Commercial suppliers: they can be a very attractive source of funding (eg agrochemicals). Very specific designs, which require very attractive and well-consolidated projects to attract them, as interested parties.

Investor Requirements in the Argentine Context

The conditions demanded by private investors in the context of current uncertainty are:

  • Capital preservation in dollars or euros and measured performance in those currencies (even when it may imply losing in real terms, that is, compared to the Consumer Price Index, for example). Limited return terms (not higher, on average, than 12 months). Certainty of collection through guarantee schemes that mix real assets and capture the flow of funds. Legal structure that allows minimizing exogenous risks to the business given the high uncertainty of the environment.

The Structuring of the Financing Scheme

  • The first objective is to define which will be the assets and liabilities of the Trust, who will be the Trustor, the Beneficiary and what functions the Trustee must fulfill.A financing transaction, normally can involve more than one Trust for its correct structuring.

E xample of Atypical Trust

Type of trust: private, the qualities of the trustors and beneficiaries coincide in the same people. In this way, the trust does not pay income tax (each trustee-beneficiary in proportion to the profits received).
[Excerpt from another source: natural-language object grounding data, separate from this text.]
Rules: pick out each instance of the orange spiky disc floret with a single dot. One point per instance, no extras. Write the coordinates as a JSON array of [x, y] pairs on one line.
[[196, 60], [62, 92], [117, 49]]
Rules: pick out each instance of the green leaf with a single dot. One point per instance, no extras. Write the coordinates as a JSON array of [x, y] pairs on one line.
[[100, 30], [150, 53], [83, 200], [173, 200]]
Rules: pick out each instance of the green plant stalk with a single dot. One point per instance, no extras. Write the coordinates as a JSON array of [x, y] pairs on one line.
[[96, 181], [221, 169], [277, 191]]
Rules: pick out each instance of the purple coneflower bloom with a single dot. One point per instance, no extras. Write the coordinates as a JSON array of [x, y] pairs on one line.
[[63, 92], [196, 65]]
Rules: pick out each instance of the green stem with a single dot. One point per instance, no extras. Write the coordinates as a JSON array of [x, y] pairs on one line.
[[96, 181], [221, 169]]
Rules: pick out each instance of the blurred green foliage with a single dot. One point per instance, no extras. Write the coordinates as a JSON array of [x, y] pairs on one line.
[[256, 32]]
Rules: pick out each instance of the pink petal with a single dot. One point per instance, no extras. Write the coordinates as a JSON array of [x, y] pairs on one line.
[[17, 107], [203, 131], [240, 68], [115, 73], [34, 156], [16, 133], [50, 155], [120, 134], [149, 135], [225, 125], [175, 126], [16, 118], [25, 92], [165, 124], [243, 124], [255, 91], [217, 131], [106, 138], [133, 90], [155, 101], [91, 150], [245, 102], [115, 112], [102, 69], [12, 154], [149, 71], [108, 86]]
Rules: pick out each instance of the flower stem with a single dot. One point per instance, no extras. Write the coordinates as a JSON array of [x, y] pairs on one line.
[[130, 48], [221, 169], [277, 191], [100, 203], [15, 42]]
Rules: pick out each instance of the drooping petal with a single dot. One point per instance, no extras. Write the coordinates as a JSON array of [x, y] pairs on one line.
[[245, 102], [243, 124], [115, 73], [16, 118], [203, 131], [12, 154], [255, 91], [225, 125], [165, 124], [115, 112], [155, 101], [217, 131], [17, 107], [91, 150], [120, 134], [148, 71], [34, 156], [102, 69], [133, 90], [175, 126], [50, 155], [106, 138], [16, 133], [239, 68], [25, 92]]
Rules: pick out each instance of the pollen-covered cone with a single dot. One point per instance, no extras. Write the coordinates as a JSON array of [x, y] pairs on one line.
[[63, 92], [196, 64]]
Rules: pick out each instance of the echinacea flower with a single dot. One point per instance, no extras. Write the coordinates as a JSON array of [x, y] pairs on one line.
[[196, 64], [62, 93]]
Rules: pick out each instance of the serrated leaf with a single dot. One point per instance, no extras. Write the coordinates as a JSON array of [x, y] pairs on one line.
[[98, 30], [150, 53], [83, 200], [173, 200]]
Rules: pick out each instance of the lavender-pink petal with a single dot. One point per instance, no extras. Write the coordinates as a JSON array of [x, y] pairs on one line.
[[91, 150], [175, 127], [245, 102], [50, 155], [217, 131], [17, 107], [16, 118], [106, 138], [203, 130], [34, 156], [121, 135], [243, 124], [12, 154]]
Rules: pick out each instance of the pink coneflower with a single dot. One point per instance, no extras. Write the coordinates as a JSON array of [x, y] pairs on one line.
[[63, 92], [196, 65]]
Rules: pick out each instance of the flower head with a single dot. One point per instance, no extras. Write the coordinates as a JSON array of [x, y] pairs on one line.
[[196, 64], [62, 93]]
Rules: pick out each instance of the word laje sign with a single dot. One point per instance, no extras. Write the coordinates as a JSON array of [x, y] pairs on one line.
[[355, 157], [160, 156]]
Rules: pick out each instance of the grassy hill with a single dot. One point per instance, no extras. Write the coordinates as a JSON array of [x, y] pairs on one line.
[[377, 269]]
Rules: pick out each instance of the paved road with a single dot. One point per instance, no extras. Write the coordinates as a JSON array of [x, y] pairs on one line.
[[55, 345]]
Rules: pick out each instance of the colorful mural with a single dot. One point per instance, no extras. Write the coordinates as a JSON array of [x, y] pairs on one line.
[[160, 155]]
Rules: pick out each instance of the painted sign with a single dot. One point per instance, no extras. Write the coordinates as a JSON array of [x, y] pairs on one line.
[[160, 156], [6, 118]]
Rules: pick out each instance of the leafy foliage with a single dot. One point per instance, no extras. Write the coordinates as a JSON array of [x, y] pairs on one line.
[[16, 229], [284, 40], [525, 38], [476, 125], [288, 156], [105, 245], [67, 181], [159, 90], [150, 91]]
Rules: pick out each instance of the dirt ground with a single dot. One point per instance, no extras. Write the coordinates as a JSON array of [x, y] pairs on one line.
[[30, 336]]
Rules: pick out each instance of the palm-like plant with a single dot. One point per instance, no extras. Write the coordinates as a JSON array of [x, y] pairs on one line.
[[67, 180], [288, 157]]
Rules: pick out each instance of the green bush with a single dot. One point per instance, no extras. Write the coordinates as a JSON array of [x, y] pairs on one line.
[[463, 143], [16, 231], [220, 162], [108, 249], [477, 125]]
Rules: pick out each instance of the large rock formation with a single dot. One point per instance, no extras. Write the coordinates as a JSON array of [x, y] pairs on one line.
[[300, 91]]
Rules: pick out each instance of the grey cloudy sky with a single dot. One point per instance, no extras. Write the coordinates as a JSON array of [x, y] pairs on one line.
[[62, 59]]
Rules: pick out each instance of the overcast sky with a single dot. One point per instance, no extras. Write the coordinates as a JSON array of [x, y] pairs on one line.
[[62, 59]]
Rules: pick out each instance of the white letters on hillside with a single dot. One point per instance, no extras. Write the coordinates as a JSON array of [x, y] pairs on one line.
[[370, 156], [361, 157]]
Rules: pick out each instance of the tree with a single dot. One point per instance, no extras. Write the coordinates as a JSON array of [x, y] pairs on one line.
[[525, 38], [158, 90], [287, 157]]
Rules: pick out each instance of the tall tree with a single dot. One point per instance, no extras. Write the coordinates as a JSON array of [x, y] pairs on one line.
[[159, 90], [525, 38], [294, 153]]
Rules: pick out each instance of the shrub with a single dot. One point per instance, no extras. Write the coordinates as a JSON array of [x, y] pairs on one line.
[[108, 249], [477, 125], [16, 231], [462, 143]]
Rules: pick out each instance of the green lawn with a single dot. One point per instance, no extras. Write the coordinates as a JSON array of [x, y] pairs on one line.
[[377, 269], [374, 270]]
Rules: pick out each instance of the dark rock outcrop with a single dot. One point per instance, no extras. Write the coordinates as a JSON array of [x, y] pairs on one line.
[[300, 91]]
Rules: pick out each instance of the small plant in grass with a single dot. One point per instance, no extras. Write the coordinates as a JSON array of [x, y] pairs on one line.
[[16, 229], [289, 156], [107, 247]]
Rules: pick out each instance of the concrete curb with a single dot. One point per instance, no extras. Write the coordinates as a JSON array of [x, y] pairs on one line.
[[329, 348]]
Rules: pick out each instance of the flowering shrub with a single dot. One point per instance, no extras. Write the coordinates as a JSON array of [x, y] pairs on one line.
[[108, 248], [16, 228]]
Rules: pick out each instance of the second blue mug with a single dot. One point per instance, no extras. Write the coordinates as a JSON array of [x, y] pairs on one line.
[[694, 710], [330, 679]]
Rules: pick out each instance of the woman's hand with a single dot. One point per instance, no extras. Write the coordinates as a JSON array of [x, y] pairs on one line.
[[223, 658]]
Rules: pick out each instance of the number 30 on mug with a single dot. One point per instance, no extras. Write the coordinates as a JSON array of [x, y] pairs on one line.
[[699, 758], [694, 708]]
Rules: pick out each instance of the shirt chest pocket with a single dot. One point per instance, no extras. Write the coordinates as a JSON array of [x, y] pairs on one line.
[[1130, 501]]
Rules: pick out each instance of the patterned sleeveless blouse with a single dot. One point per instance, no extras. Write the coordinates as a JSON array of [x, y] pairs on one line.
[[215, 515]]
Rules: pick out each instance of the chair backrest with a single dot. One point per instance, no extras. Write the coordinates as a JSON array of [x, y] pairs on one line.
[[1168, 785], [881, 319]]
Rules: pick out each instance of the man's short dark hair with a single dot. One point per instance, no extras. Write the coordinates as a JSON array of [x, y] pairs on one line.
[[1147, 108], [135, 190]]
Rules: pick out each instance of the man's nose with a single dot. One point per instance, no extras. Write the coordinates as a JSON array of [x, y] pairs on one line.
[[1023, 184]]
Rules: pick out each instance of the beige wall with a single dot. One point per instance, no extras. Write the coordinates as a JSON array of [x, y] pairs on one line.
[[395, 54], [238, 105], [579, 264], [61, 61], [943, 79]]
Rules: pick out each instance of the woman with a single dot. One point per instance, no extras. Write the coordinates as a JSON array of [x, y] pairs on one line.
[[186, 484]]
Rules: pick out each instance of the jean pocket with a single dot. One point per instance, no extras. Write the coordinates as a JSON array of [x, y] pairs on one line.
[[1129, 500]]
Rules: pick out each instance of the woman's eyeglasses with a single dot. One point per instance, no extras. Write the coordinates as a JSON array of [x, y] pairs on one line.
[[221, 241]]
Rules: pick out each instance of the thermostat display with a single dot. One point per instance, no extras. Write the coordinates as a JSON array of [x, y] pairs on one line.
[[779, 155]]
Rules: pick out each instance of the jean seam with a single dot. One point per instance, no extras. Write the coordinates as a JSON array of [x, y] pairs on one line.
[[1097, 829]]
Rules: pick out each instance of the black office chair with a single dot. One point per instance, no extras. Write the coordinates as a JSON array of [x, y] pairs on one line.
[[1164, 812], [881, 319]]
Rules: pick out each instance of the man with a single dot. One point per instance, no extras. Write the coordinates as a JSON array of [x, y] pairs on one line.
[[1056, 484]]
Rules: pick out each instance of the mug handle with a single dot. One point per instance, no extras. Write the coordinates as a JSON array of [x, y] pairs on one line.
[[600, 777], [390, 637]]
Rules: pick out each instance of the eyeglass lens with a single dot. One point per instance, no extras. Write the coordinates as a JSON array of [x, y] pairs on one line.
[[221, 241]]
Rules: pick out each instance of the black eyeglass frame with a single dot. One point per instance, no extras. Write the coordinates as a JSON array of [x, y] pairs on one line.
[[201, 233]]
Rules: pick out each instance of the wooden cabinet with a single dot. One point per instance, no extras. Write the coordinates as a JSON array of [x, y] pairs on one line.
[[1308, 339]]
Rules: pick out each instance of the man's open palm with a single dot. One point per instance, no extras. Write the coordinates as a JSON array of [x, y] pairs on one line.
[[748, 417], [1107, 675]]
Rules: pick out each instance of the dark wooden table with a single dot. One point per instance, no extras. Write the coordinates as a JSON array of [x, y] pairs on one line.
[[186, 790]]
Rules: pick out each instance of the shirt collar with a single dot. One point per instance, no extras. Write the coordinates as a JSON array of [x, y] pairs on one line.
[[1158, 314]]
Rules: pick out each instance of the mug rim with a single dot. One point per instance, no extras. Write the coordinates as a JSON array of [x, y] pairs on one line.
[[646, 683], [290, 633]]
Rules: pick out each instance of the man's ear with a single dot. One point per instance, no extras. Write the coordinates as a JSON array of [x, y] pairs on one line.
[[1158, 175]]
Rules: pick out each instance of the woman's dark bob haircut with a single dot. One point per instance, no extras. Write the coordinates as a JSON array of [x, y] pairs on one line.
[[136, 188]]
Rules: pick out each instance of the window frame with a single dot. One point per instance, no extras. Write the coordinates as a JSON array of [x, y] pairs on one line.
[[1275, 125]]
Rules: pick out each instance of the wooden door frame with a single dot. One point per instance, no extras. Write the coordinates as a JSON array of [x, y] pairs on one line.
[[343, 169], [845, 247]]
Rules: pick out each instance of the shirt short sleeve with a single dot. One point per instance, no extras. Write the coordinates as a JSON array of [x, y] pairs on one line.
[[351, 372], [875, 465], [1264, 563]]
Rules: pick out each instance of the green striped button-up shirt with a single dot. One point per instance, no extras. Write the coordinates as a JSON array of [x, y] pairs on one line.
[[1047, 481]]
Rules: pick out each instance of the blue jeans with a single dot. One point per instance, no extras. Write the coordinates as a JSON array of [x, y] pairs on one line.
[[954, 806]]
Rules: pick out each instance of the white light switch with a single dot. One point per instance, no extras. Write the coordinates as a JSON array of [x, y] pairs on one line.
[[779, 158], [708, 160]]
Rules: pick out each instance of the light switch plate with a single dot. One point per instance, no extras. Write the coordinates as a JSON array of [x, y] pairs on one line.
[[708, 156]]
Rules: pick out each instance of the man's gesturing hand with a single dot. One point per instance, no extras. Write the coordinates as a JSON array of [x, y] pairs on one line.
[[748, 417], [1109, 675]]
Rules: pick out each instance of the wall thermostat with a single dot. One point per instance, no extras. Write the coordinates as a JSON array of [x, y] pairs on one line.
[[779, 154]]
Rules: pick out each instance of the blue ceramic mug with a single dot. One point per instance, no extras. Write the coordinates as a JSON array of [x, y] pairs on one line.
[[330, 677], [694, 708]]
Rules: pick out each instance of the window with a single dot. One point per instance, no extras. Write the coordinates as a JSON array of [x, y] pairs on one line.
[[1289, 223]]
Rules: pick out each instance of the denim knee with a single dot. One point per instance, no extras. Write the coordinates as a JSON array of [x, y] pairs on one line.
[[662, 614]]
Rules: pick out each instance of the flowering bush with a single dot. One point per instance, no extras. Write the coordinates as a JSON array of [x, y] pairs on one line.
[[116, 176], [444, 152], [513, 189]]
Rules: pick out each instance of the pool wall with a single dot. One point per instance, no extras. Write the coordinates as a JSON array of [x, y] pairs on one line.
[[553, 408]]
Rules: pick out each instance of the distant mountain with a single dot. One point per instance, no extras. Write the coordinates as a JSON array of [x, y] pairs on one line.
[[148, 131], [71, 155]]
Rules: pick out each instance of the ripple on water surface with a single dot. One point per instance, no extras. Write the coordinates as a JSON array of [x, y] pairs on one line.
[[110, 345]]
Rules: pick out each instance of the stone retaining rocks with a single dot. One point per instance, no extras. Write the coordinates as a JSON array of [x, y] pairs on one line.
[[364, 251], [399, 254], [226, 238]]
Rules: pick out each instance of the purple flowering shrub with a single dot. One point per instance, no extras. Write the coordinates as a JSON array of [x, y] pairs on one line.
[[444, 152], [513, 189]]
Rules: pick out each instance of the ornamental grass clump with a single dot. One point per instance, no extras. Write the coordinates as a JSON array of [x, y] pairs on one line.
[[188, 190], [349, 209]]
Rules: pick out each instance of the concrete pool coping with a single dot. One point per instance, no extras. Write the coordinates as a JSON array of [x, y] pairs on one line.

Its purpose is to manage the sales of products produced by the trustors-beneficiaries, and guarantee the financial entity in the credit origination process.

Trustees / Beneficiaries: The companies that produce household items.

Trustee: Corporation to be established.

Financing bank to final buyers and the Trust.

Instruments and Services of the Study: 1) Trust Agreement; 2) Agreement with distributors; 3) Agreement with the Financing Bank. 4) Constitution of the Trust. 5) Negotiation with the Bank. 6) Advice on "marketing system", already agreed with Banks and credit cards.